Author: Yi Wu
Title: Negotiating Rural Land Ownership in Southwest China State, Village, Family (Studies of the Weatherhead East Asian Institute, Columbia University)
Print Length: 302
Language: English, Francais, Italiano, Espanol, Deutsch
Format: PDF, ePub, mobi, azw, kf8, txt, ibook, Kindle
Negotiating Rural Land Ownership in Southwest China offers the first comprehensive analysis of how China’s current system of land ownership has evolved over the past six decades. Based on extended fieldwork in Yunnan Province, the author explores how the three major rural actors-local governments, village communities, and rural households-have contested and negotiated land rights at the grassroots level, thereby transforming the structure of rural land ownership in the People’s Republic of China.

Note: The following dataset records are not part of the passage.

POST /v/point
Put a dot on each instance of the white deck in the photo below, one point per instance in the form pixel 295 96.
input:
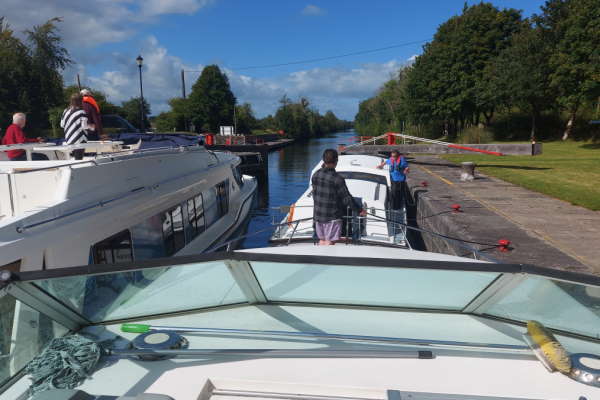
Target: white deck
pixel 372 194
pixel 469 373
pixel 83 202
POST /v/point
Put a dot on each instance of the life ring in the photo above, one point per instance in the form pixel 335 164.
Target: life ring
pixel 291 214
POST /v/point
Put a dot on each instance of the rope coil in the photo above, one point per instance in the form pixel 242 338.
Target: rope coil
pixel 64 364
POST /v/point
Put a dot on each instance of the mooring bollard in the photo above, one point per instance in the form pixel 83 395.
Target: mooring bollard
pixel 468 173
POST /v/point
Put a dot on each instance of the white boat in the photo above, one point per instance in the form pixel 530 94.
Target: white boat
pixel 302 322
pixel 118 204
pixel 371 188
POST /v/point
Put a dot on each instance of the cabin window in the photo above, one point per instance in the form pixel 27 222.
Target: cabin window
pixel 223 197
pixel 173 234
pixel 237 175
pixel 211 211
pixel 115 249
pixel 195 216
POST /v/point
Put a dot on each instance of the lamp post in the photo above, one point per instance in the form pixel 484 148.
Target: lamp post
pixel 140 60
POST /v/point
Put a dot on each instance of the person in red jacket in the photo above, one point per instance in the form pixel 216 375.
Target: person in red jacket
pixel 14 135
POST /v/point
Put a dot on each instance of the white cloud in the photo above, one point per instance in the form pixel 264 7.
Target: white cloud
pixel 92 22
pixel 337 88
pixel 159 7
pixel 311 9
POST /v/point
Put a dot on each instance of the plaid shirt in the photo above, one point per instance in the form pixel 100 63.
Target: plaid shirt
pixel 331 196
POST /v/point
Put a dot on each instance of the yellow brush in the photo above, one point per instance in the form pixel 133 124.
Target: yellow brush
pixel 547 349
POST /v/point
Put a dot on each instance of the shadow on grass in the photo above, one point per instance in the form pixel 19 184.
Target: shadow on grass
pixel 591 146
pixel 512 167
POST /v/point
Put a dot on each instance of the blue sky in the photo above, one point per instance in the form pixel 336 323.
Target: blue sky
pixel 104 37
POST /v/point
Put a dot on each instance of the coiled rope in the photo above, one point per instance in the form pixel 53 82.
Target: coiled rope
pixel 64 364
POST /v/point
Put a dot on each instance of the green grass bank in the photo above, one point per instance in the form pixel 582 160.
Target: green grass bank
pixel 568 171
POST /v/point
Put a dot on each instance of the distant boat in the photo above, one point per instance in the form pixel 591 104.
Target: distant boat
pixel 118 205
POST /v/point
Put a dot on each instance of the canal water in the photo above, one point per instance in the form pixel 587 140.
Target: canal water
pixel 289 174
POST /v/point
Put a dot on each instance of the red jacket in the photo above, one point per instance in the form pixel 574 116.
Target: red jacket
pixel 14 135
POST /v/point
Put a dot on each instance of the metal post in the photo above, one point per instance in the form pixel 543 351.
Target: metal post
pixel 182 84
pixel 234 121
pixel 140 61
pixel 142 128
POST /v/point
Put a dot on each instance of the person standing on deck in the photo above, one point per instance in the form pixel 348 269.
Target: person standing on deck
pixel 331 200
pixel 398 170
pixel 92 110
pixel 14 135
pixel 74 121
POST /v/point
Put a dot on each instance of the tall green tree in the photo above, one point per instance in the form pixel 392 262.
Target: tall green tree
pixel 48 59
pixel 522 72
pixel 211 101
pixel 245 119
pixel 573 27
pixel 131 112
pixel 15 72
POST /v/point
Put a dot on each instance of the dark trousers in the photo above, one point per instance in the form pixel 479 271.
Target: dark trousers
pixel 397 194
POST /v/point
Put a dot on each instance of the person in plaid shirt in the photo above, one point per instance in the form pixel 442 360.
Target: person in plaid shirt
pixel 331 200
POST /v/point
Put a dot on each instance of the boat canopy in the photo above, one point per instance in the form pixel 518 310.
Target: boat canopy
pixel 69 299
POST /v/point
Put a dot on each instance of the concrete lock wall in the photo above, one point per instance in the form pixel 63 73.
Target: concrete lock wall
pixel 515 149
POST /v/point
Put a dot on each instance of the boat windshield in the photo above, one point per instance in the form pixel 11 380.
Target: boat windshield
pixel 47 304
pixel 363 176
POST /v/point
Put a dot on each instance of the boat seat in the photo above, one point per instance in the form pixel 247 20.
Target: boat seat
pixel 68 394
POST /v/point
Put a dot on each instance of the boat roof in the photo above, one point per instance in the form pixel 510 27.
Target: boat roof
pixel 470 315
pixel 358 163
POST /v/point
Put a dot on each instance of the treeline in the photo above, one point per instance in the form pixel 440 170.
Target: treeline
pixel 536 77
pixel 211 104
pixel 31 81
pixel 30 73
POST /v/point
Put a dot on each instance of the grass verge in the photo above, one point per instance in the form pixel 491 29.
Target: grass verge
pixel 568 171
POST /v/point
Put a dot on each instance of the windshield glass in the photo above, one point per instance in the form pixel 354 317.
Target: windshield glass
pixel 24 332
pixel 363 176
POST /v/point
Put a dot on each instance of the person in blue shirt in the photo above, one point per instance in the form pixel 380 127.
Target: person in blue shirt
pixel 398 169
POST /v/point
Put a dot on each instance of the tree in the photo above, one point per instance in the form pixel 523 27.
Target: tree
pixel 245 119
pixel 48 59
pixel 573 26
pixel 15 67
pixel 211 101
pixel 131 112
pixel 522 73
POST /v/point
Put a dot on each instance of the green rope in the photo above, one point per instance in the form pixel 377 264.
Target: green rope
pixel 64 364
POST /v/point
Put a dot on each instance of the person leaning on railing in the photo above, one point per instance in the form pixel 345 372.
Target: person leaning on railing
pixel 330 194
pixel 14 135
pixel 398 170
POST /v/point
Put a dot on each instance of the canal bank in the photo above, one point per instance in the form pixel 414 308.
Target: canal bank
pixel 542 231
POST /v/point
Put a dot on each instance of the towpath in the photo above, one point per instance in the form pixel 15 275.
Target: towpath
pixel 544 231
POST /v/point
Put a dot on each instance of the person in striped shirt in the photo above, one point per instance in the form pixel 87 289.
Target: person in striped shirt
pixel 74 121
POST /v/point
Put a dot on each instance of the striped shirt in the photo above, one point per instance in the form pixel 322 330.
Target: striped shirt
pixel 74 123
pixel 331 196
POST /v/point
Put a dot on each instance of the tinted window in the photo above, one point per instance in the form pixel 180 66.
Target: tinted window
pixel 195 216
pixel 211 210
pixel 173 234
pixel 115 249
pixel 363 176
pixel 223 197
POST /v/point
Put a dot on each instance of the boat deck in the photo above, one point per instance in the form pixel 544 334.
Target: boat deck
pixel 470 373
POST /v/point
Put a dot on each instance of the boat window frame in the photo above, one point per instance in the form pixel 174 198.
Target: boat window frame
pixel 195 228
pixel 169 214
pixel 108 239
pixel 509 274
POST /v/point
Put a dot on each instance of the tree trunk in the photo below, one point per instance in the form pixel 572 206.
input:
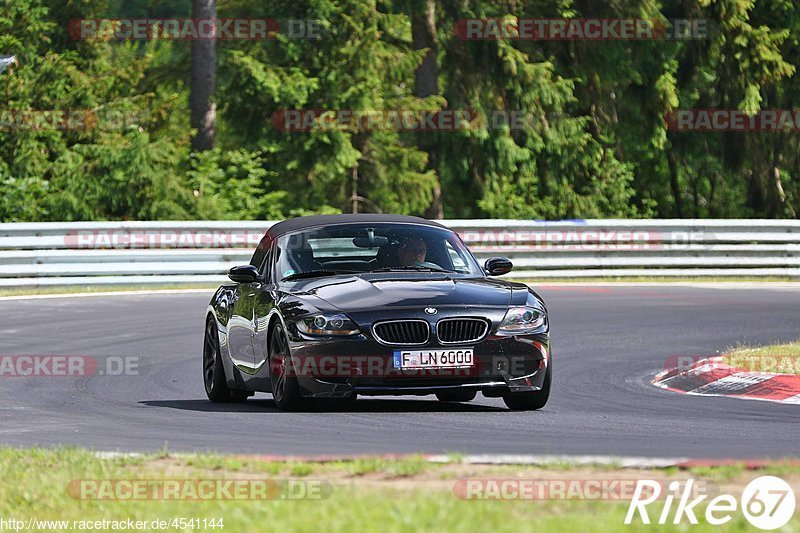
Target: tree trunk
pixel 672 162
pixel 423 35
pixel 204 81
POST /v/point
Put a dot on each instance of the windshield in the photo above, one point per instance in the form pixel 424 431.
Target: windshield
pixel 365 248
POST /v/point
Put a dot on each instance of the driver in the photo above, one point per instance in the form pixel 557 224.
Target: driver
pixel 412 252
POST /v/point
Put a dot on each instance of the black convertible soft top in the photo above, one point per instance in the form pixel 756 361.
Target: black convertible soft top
pixel 294 224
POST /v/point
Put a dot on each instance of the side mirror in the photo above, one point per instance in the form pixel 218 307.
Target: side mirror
pixel 244 274
pixel 497 266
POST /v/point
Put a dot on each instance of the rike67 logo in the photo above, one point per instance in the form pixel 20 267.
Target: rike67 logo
pixel 767 502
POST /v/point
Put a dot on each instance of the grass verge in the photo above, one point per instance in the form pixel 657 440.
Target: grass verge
pixel 366 494
pixel 779 358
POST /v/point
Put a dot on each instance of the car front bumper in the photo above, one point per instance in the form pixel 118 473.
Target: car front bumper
pixel 340 368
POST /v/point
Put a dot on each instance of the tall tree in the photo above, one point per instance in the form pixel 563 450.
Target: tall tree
pixel 204 81
pixel 426 83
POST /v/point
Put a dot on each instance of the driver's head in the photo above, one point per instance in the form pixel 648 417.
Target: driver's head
pixel 412 251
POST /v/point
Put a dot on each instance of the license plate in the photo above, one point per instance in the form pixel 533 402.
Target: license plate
pixel 459 358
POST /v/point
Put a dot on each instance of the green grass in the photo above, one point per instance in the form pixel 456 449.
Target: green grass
pixel 780 358
pixel 369 494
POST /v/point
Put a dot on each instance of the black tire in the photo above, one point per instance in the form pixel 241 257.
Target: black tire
pixel 214 379
pixel 531 401
pixel 456 396
pixel 285 389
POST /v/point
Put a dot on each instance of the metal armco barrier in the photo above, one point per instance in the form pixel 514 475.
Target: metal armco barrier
pixel 142 253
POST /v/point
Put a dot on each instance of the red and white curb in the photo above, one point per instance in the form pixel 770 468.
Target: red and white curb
pixel 714 377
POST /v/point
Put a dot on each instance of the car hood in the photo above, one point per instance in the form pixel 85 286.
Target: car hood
pixel 353 294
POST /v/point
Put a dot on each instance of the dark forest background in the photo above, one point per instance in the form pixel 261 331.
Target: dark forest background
pixel 597 146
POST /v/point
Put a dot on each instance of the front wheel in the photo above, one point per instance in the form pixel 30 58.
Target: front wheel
pixel 285 389
pixel 216 384
pixel 531 401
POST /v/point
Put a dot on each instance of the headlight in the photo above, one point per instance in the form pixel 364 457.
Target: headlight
pixel 521 321
pixel 326 325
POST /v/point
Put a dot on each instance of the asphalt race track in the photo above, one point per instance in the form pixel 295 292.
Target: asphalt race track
pixel 608 342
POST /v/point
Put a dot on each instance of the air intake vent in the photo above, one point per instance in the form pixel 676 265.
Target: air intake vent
pixel 404 332
pixel 458 330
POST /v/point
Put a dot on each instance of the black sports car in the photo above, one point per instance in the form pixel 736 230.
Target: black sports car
pixel 343 305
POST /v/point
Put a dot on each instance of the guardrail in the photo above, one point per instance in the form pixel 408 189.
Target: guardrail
pixel 104 253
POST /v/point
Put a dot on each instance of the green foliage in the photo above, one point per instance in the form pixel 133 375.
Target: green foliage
pixel 595 142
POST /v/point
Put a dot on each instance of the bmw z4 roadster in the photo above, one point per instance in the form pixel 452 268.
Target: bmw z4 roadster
pixel 337 306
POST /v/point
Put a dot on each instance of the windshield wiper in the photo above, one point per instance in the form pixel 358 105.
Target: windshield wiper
pixel 317 274
pixel 411 268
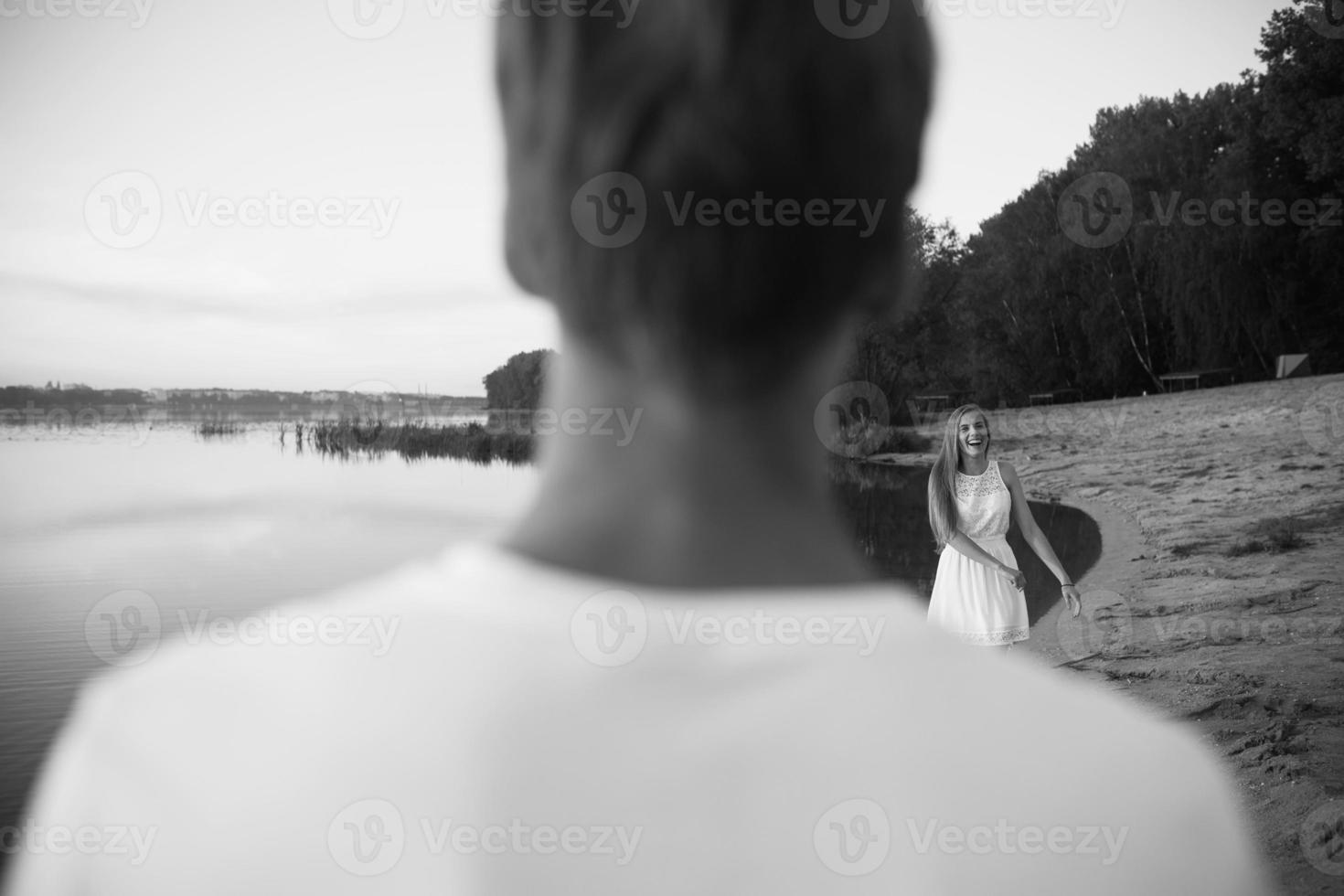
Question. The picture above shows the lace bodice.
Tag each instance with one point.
(984, 504)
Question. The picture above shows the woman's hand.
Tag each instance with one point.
(1017, 577)
(1072, 598)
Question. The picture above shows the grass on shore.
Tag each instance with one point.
(415, 441)
(1272, 535)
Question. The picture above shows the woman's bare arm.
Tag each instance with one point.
(1035, 538)
(964, 544)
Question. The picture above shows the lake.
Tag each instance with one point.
(230, 526)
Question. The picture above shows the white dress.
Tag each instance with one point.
(969, 600)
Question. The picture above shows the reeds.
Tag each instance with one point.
(415, 441)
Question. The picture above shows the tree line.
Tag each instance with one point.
(1189, 232)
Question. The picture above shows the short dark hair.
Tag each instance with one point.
(723, 98)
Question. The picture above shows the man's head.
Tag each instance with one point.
(805, 144)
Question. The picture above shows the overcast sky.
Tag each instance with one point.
(305, 194)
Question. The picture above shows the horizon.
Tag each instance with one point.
(397, 132)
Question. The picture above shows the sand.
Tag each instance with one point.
(1246, 645)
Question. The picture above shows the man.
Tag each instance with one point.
(674, 675)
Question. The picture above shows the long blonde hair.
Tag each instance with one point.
(943, 478)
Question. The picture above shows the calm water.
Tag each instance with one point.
(231, 526)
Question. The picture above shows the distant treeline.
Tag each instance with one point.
(519, 383)
(1189, 232)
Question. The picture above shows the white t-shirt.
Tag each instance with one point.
(488, 724)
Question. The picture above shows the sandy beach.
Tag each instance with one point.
(1218, 594)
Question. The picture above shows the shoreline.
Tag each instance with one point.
(1217, 600)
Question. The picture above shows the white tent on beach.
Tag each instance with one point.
(1293, 366)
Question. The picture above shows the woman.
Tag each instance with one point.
(978, 592)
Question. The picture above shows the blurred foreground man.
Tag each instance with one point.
(674, 675)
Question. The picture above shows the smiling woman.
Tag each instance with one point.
(978, 592)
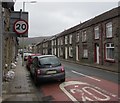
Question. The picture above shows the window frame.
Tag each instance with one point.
(71, 51)
(70, 39)
(84, 36)
(96, 32)
(106, 52)
(108, 28)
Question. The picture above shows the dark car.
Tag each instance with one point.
(47, 67)
(29, 60)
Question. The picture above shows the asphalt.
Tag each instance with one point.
(20, 88)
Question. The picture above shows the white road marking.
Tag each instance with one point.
(84, 90)
(85, 75)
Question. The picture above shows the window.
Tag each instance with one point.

At least two million rural settlements (or ‘natural villages’) are estimated to exist in China today. Formed spontaneously out of settlement choices over extended periods of time, these rural settlements are fundamentally different from the present-day administrative villages imposed by the government from above. Yi Wu’s historical ethnography sheds light on such ‘natural villages’ and their role in shaping the current land ownership system. Drawing on local land disputes, archival documents, and rich local histories, the author unveils their enduring social identities in both the Maoist and reform eras. She pioneers the concept of ‘bounded collectivism’ to describe what resulted from struggles between the Chinese state trying to establish collective land ownership, and rural settlements seeking exclusive control over land resources within their traditional borders.A particular contribution of this book is that it provides a nuanced understanding of how and why China’s rural land ownership is changing in post-Mao China. Yi Wu uses village-level data to show how local governments, rural communities, and rural households compete for use, income, and transfer rights in both agricultural production and the land market. She demonstrates that the current rural land ownership system in China is not a static system imposed by the state from above, but a constantly changing hybrid.